Matching Tools to Titans: Tailoring Posit Workbench for Every Cloud

Transcript#

This transcript was generated automatically and may contain errors.

Great. It's great to be with you all. I'm James Blair. I work at Posit as a product manager for cloud integrations. So today we're going to be talking about different ways that Posit Workbench can operate in different cloud environments through some of the partnerships that we're establishing today.

Now, at Posit, we work really hard to make sure that Posit Workbench meets the needs of the modern data science developer. This includes giving you tools and environments that allow you to do the day-to-day workloads that are important for your work. Exploratory data analysis, model training and tuning, deploying models, managing things of that nature, exploring data visually with tools like ggplot and other things like that, building shiny applications. Coding and working in other environments like VS Code and Jupyter Notebooks are all things that are supported under the Posit Workbench platform.

Now, what's not often apparent to developers as they're working in this environment is the underlying infrastructure requirements that are sometimes complicated in order to support an enterprise product like Posit Workbench. To illustrate some of this complication, I want to take a moment to look at some of the documentation that we frequently share with customers when they're setting up Posit Workbench for the first time.

It almost reads like a choose-your-own-adventure script. You can install Posit Workbench as its own environment. It can be a standalone server. This is typically the simplest approach, often the approach most people breeze right past. You can also choose to use Posit Workbench in a load balance environment where I have multiple nodes configured behind a load balancer and users are assigned different nodes based on different rules that might exist. This can be more robust, but obviously adds additional complication to the setup process.

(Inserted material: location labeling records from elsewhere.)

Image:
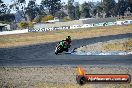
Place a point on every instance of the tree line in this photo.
(48, 9)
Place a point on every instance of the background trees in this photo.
(70, 11)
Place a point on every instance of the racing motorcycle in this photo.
(62, 46)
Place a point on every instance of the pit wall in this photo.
(43, 29)
(125, 22)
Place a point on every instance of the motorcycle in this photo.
(62, 47)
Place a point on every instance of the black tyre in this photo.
(66, 49)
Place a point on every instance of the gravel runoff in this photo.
(58, 76)
(96, 49)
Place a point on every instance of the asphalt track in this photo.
(43, 54)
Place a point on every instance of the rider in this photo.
(66, 42)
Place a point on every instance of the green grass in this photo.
(52, 36)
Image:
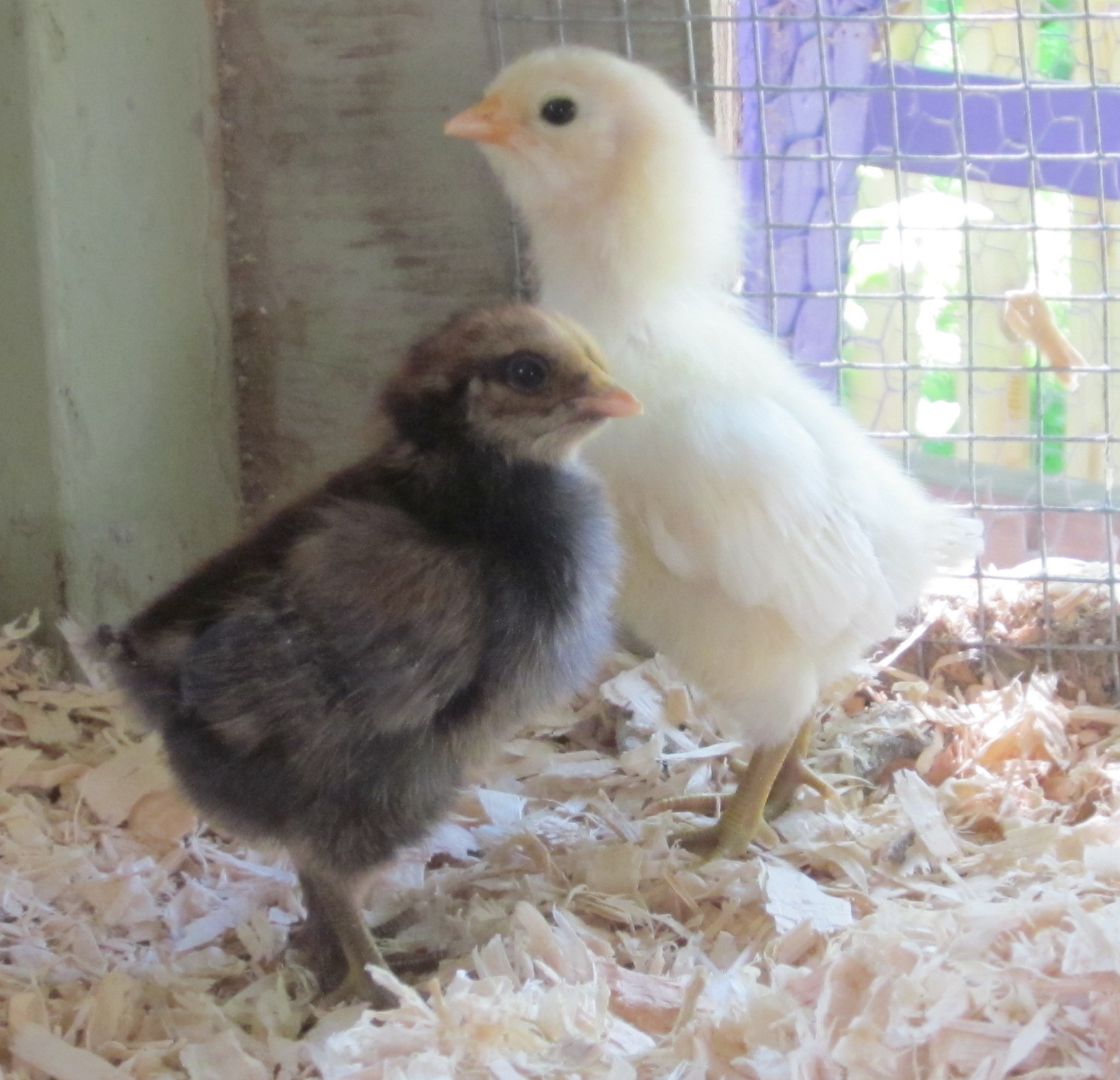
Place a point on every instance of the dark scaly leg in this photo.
(338, 945)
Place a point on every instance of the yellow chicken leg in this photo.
(795, 773)
(742, 820)
(334, 923)
(765, 787)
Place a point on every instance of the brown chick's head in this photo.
(527, 383)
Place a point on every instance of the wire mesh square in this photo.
(935, 194)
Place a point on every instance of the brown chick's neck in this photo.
(462, 489)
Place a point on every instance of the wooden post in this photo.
(117, 423)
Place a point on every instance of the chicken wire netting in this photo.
(935, 195)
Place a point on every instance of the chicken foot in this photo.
(795, 773)
(765, 783)
(337, 945)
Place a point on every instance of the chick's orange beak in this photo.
(489, 121)
(611, 402)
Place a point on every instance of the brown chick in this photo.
(324, 683)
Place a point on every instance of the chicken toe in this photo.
(337, 944)
(793, 773)
(742, 820)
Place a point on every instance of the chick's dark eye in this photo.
(558, 111)
(525, 372)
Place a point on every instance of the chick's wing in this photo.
(738, 493)
(369, 628)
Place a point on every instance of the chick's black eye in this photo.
(558, 111)
(525, 372)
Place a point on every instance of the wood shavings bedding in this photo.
(959, 918)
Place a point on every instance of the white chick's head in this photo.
(594, 148)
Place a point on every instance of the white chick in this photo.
(770, 543)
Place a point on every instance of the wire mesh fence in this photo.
(935, 193)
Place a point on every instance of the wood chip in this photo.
(955, 919)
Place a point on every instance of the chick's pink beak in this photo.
(614, 402)
(489, 121)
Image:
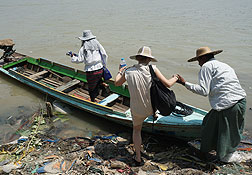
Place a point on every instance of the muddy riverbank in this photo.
(35, 148)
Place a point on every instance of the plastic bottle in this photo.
(122, 63)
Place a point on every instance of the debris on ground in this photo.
(38, 150)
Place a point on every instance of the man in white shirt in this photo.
(94, 56)
(222, 127)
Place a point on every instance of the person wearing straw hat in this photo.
(94, 56)
(223, 125)
(138, 78)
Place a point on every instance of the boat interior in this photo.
(72, 86)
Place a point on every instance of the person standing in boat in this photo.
(94, 56)
(138, 78)
(223, 125)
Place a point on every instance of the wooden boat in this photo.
(70, 86)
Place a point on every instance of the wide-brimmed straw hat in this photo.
(7, 42)
(87, 35)
(203, 51)
(145, 52)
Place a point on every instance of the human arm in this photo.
(120, 77)
(203, 87)
(167, 82)
(103, 55)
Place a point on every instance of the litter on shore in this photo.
(38, 150)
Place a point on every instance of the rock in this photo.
(106, 150)
(117, 164)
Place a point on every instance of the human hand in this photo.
(181, 80)
(70, 53)
(121, 69)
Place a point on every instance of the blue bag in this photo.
(106, 74)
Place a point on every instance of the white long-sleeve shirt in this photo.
(219, 82)
(91, 58)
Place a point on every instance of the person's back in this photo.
(225, 88)
(139, 82)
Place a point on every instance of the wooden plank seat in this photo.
(109, 99)
(37, 75)
(68, 85)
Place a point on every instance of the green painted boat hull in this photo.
(186, 128)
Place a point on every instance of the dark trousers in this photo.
(94, 79)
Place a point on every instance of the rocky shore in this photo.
(34, 148)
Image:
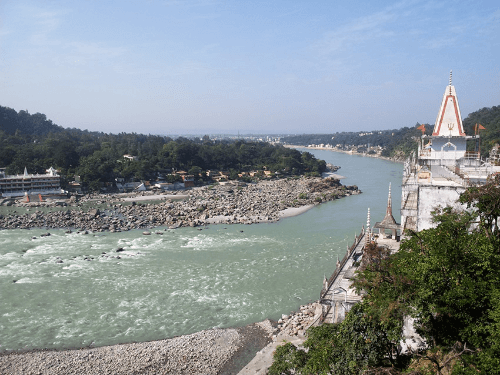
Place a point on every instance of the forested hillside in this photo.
(36, 143)
(490, 119)
(403, 141)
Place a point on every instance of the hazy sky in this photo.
(202, 66)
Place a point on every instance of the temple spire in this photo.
(449, 119)
(368, 231)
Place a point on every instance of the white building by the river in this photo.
(442, 168)
(30, 184)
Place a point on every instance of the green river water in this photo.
(185, 280)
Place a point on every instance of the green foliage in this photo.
(490, 119)
(350, 347)
(447, 278)
(34, 142)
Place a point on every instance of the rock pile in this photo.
(296, 323)
(203, 352)
(259, 202)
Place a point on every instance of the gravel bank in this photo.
(215, 351)
(228, 204)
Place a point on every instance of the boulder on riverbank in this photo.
(254, 203)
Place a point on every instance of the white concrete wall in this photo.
(430, 197)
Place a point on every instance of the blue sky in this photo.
(202, 66)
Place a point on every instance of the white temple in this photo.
(442, 168)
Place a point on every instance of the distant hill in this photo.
(22, 122)
(490, 119)
(33, 142)
(397, 142)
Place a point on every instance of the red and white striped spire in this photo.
(449, 119)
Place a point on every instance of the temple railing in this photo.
(335, 274)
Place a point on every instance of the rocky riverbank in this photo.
(252, 203)
(215, 351)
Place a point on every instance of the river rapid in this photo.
(62, 291)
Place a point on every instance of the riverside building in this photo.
(442, 168)
(435, 176)
(30, 184)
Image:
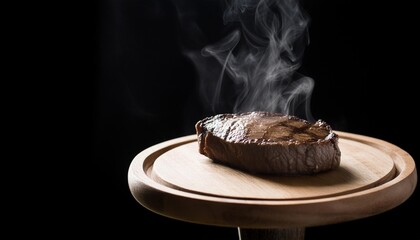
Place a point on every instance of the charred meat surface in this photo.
(269, 143)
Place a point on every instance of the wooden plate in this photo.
(174, 180)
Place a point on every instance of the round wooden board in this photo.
(183, 167)
(173, 180)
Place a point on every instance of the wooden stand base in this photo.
(271, 234)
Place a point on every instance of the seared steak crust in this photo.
(269, 143)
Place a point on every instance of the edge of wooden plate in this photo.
(230, 212)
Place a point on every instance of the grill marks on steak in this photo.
(269, 143)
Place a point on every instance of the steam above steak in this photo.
(269, 143)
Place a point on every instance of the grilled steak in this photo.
(269, 143)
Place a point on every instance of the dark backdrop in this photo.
(361, 57)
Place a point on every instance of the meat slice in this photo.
(269, 143)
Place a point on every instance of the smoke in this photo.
(255, 65)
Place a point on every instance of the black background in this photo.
(361, 56)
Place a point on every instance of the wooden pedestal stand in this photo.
(172, 179)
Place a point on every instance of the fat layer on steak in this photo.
(269, 143)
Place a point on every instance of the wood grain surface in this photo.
(183, 167)
(376, 176)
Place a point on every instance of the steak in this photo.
(269, 143)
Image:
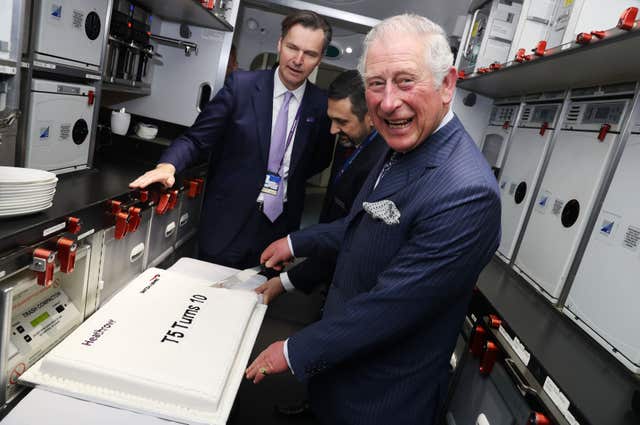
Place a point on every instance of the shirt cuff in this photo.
(286, 354)
(290, 246)
(286, 282)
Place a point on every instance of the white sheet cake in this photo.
(165, 337)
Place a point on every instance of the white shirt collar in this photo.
(279, 88)
(448, 117)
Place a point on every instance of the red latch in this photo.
(489, 357)
(134, 219)
(540, 48)
(478, 339)
(73, 225)
(43, 264)
(584, 38)
(122, 224)
(521, 56)
(192, 192)
(200, 185)
(115, 206)
(603, 131)
(543, 128)
(66, 254)
(143, 195)
(628, 18)
(494, 321)
(537, 418)
(163, 204)
(173, 200)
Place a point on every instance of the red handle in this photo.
(540, 48)
(121, 225)
(603, 131)
(73, 225)
(537, 418)
(489, 358)
(494, 321)
(479, 337)
(163, 204)
(628, 18)
(45, 274)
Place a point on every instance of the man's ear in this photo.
(449, 85)
(368, 120)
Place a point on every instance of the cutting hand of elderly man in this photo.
(269, 362)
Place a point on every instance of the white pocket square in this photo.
(384, 210)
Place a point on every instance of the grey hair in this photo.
(438, 54)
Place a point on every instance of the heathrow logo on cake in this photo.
(152, 282)
(97, 333)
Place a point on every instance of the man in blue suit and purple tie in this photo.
(424, 225)
(268, 132)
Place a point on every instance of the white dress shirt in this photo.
(279, 90)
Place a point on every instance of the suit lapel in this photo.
(262, 100)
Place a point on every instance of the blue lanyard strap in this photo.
(353, 156)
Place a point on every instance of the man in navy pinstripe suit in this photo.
(409, 252)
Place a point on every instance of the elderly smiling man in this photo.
(425, 223)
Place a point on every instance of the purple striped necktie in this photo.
(273, 203)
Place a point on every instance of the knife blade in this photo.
(244, 279)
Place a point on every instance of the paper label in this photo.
(558, 204)
(543, 201)
(44, 65)
(559, 399)
(631, 238)
(85, 234)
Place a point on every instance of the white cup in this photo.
(120, 121)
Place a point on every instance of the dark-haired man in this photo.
(268, 132)
(359, 148)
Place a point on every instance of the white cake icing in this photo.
(164, 337)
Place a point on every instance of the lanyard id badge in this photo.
(273, 180)
(271, 184)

I could use Posit Workbench with an external resource manager like Kubernetes. Now I have Workbench set up. I have a separate Kubernetes environment set up. Workbench communicates with that environment. Sessions launch in that environment. This is a supported infrastructure. Or I could run the whole thing in Kubernetes. Workbench runs there. The sessions run there. Everything runs in Kubernetes. And then if I really want to make things interesting, I could also run and integrate with Slurm.

Now, some people look at this, some internal IT organizations look at this documentation and this is how they feel. They are salivating because they have the know-how. They have the expertise. They have the infrastructure. And it's almost a plug-and-play exercise to get Posit Workbench up and running. And we applaud those organizations.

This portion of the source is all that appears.